Given that the Senate would rather rush through a vote on unpopular Trump cabinet nominees than give the American people a chance to weigh in, I'm going to advise that you go on offense, and call your Senators (using the tools in the upper left-hand corner of this page, of course) to oppose the nominations of Jeff Sessions as Attorney General and Steve Mnuchin as Treasury Secretary. You can oppose Mr. Sessions because you're not convinced he'll protect either civil rights laws or the right of folks not to get shot to death by police before they've even been accused of a crime, and you can oppose Mr. Mnuchin not merely because he seemed to have a hard-on for foreclosing upon homeowners while running OneWest (with the aid of corporate welfare, naturally!), but because he "omitted" more than $100 million in personal assets in his December disclosures to the Senate. I was about to say you and I should have $100 million we can just forget about!, but if we did, we might also be hopelessly corrupt. Love of money does that, after all.
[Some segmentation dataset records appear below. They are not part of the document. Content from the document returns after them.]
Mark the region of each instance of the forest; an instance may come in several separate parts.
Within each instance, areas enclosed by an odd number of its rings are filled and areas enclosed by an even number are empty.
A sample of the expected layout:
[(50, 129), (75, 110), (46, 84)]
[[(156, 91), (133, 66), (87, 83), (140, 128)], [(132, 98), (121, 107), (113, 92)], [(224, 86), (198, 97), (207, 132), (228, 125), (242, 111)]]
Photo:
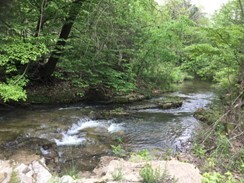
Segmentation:
[(218, 96), (196, 114), (205, 182), (243, 181), (243, 0), (211, 17), (190, 0), (0, 1), (0, 107), (151, 97), (195, 79)]

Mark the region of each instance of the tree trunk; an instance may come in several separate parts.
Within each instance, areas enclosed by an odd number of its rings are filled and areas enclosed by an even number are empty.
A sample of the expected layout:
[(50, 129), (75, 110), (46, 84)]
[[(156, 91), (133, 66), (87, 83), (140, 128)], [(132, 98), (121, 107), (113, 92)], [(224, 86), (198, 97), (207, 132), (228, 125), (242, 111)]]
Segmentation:
[(40, 78), (42, 80), (48, 80), (53, 74), (56, 65), (59, 61), (59, 58), (62, 54), (66, 40), (69, 37), (71, 29), (74, 25), (74, 21), (79, 14), (80, 8), (85, 0), (75, 0), (72, 2), (72, 5), (69, 10), (69, 14), (65, 19), (65, 22), (62, 26), (59, 40), (56, 43), (54, 51), (51, 53), (51, 56), (48, 59), (48, 62), (40, 69)]

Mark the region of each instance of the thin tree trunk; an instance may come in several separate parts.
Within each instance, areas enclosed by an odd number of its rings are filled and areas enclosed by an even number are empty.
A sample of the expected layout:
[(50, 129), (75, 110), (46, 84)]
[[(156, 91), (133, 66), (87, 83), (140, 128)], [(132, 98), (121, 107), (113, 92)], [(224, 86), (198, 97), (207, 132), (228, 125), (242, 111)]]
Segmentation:
[(65, 19), (65, 22), (62, 26), (59, 40), (56, 43), (54, 51), (51, 53), (51, 56), (48, 59), (48, 62), (44, 65), (43, 68), (40, 70), (40, 77), (43, 80), (47, 80), (51, 77), (52, 73), (54, 72), (56, 65), (60, 59), (64, 46), (66, 44), (66, 40), (69, 37), (71, 29), (74, 25), (74, 21), (79, 14), (81, 6), (85, 0), (75, 0), (72, 2), (72, 5), (69, 10), (69, 14)]
[(44, 23), (44, 9), (47, 6), (48, 0), (43, 0), (41, 7), (40, 7), (40, 16), (36, 25), (36, 32), (35, 32), (35, 37), (38, 37), (41, 33), (41, 29), (43, 28), (43, 23)]

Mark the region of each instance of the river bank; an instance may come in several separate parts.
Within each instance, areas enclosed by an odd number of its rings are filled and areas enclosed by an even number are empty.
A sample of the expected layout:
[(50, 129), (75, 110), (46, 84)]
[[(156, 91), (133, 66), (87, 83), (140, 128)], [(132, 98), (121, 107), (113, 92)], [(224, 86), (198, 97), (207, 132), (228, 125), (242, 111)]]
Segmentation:
[(204, 82), (185, 83), (169, 94), (182, 99), (176, 108), (160, 107), (162, 101), (169, 103), (160, 96), (119, 106), (76, 104), (10, 111), (0, 119), (0, 152), (5, 159), (26, 150), (49, 160), (54, 154), (48, 165), (53, 171), (64, 171), (73, 162), (80, 171), (92, 171), (120, 144), (129, 154), (143, 149), (186, 152), (201, 128), (193, 113), (213, 98), (209, 87)]

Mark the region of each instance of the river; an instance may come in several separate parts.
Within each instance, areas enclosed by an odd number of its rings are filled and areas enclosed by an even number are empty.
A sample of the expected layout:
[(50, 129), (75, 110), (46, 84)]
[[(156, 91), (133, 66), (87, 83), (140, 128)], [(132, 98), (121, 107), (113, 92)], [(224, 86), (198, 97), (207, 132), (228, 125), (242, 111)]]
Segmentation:
[[(203, 81), (185, 82), (168, 94), (184, 99), (176, 109), (135, 109), (164, 96), (120, 106), (85, 105), (13, 109), (0, 116), (0, 158), (11, 158), (23, 151), (40, 155), (49, 153), (45, 144), (57, 152), (59, 164), (76, 163), (82, 170), (92, 170), (99, 158), (111, 155), (111, 144), (123, 140), (126, 151), (186, 151), (201, 123), (193, 117), (197, 108), (206, 108), (214, 98), (211, 86)], [(128, 114), (103, 118), (111, 108)], [(21, 151), (20, 151), (21, 150)]]

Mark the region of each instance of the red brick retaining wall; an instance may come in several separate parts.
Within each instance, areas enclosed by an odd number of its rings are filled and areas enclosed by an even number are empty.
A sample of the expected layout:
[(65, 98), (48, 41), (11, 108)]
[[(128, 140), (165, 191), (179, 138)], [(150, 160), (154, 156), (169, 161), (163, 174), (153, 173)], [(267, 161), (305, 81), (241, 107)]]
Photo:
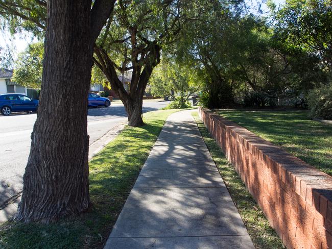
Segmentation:
[(332, 177), (209, 110), (199, 113), (287, 248), (332, 248)]

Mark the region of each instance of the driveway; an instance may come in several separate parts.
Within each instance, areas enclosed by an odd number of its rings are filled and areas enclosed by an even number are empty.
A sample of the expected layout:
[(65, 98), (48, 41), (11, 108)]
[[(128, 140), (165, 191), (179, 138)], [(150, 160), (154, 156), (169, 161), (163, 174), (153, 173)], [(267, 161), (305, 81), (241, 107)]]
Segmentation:
[[(169, 102), (144, 102), (143, 111), (159, 109)], [(122, 104), (110, 107), (89, 109), (88, 133), (89, 143), (127, 120)], [(36, 114), (0, 115), (0, 206), (10, 197), (22, 189), (22, 176), (30, 148), (30, 135), (36, 121)]]

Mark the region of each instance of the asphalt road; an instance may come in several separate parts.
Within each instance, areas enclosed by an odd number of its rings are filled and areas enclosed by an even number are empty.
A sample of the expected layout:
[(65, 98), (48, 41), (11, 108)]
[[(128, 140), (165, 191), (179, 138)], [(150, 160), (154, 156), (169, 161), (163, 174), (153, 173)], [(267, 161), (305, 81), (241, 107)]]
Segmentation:
[[(145, 102), (143, 112), (166, 106), (168, 102)], [(91, 144), (112, 128), (125, 121), (127, 114), (122, 104), (109, 108), (89, 109), (88, 133)], [(36, 121), (36, 114), (0, 115), (0, 206), (22, 188), (22, 176), (30, 148), (30, 135)]]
Speaking of going on offense, Rep. Conyers (D-MI) has reintroduced H.R. 676, the Expanded and Improved Medicare for All Act, and you can call your Reps and Senators and urge them to support it. H.R. 676 would, of course, expand Medicare to include all Americans and thus create a single-payer health care system -- you know, like most other civilized nations have. People who oppose it like to say TEH CREEPING SOSHULIZM!!! and TEH TAXEZ WILL GOEZ UPZ!!!!!, but it's not "creeping socialism" so much as "creeping effective health insurance," one that would make controversies over uninsured folks and pre-existing conditions and out-of-network costs a thing of the past. And it wouldn't "increase taxes, either -- it would merely take the money you and your employer are already paying for your health insurance and call it a payroll tax. And it would reduce what you and your employer are paying, too -- after all, England and France famously pay less than half in health care expenses per capita what Americans pay. Why can't we have nice things, too? Merely because Our Glorious Elites don't want us to have them?
In other news, you've no doubt heard multitudinous reports that President Trump plans to slash trillions of dollars in government spending that actually helps people and actually exemplifies our values as a civilization -- you know, versus the kind of spending that merely funnels hard-earned taxpayer dollars to some government official's cronies, which is exactly the kind of Big Gummint Donald Trump seems to like. Per media reports, Mr. Trump would privatize the Corporation for Public Broadcasting, zero out funding for the National Endowments for the Arts and Humanities, eliminate Violence Against Women grants (because what else does a "pussy-grabber" do?), cut funding for renewable energy research, civil rights enforcement, and community policing -- and that's before we get to all the corporate welfare handouts, privatizing Medicare, cutting Social Security, and rolling back regulations on banksters. Is this what happens when 46% of the electorate elect a President? Not when 100% of Americans get to have their say about anything they want, at any time, regardless of whether or not Steve Bannon tells you to "shut up" or Trump votaries beg you to "give him a chance." Hence CREDO helps you oppose Trump's draconian, anti-American budget cuts.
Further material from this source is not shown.